Son muchas las reflexiones en torno
a esto, muy extensas para ser tratadas en este breve escrito, pero la más
importante, según siento, es la conciencia con la que se vive una situación. Probablemente
incluso algo más que consciencia: Presencia. El ya fallecido filósofo irlandés John
O´Donohue la define como lo que sucede cuando se está atento y comprometido con
todo lo que se está experimentando y con el otro. En su mirada, el foco de la
Presencia está en el vínculo, en lo que me ocurre y en lo que ocurre en el otro,
siendo capaces de comprender vivencialmente la naturaleza del encuentro.

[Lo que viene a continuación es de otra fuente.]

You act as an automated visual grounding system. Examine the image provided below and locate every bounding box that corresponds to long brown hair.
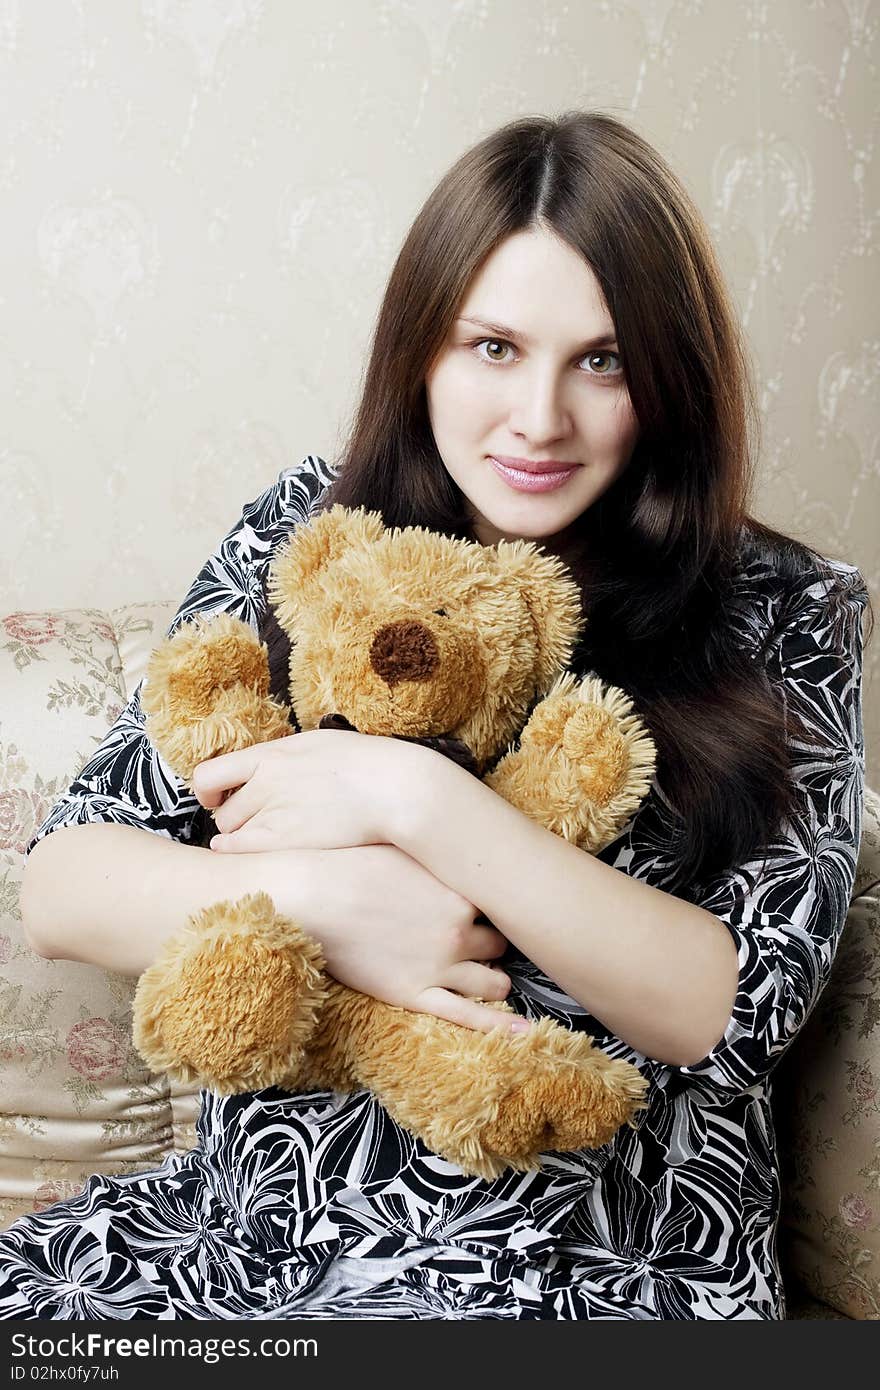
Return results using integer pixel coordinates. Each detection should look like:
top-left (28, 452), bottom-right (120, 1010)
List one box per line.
top-left (307, 110), bottom-right (871, 889)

Es un grado de apertura que
trasciende las pequeñas dimensiones de nuestro ego, bien sea que este sea
fuerte o esté herido. Es un gesto arquetipal de apertura, de entrega y de
confianza, que da sentido a todo cuanto está ocurriendo, quebrando la cáscara
externa que es nuestro ego, derritiendo todas sus falsas creencias, y haciendo
arder como una llama una verdad más profunda acerca de nosotros mismos, una
verdad que nos devela nuestra cualidad trascendente y nuestra capacidad de transformación.
En el estado de Presencia surge
nuestra singularidad, siempre en vínculo, nunca como un ente aislado, siempre
sabiéndose parte de una totalidad que solo puede intuirse, y esta intuición
basta para saberla cierta. La vida es un gran sistema en el que todos tenemos
nuestro lugar, y en la que nos afectamos unos a otros con nuestras acciones e
intenciones.
Alcanzar este estado de Presencia
requiere de todo un proceso de renuncias y muertes internas, algo nada simple
dentro de la cultura narcisista de selfies y consumismo que vivimos. Y más aún,
de ello resulta la conciencia del sí mismo y del otro como parte de un todo que
nos supera en importancia.
Sé que este planteamiento puede
resultar utópico, y solo Dios sabe si una persona puede alcanzar este grado de
conciencia. Sin embargo, utópico y todo, me parece importante tomarlo como
punto de referencia para observar el grado de nuestro propio desarrollo
interior y colectivo. Las opciones del ser humano siempre divergen en dos
tendencias cuando se está frente a situaciones extremas: nos movemos hacia el
polo de la sobrevivencia animal en la que uno u otro sale con vida, o nos atrevemos a saber sobrevivir tomando en
cuenta al otro y nos arriesgamos al difícil trabajo de parir ideas y modos de
acción y relación que nos permitan convivir.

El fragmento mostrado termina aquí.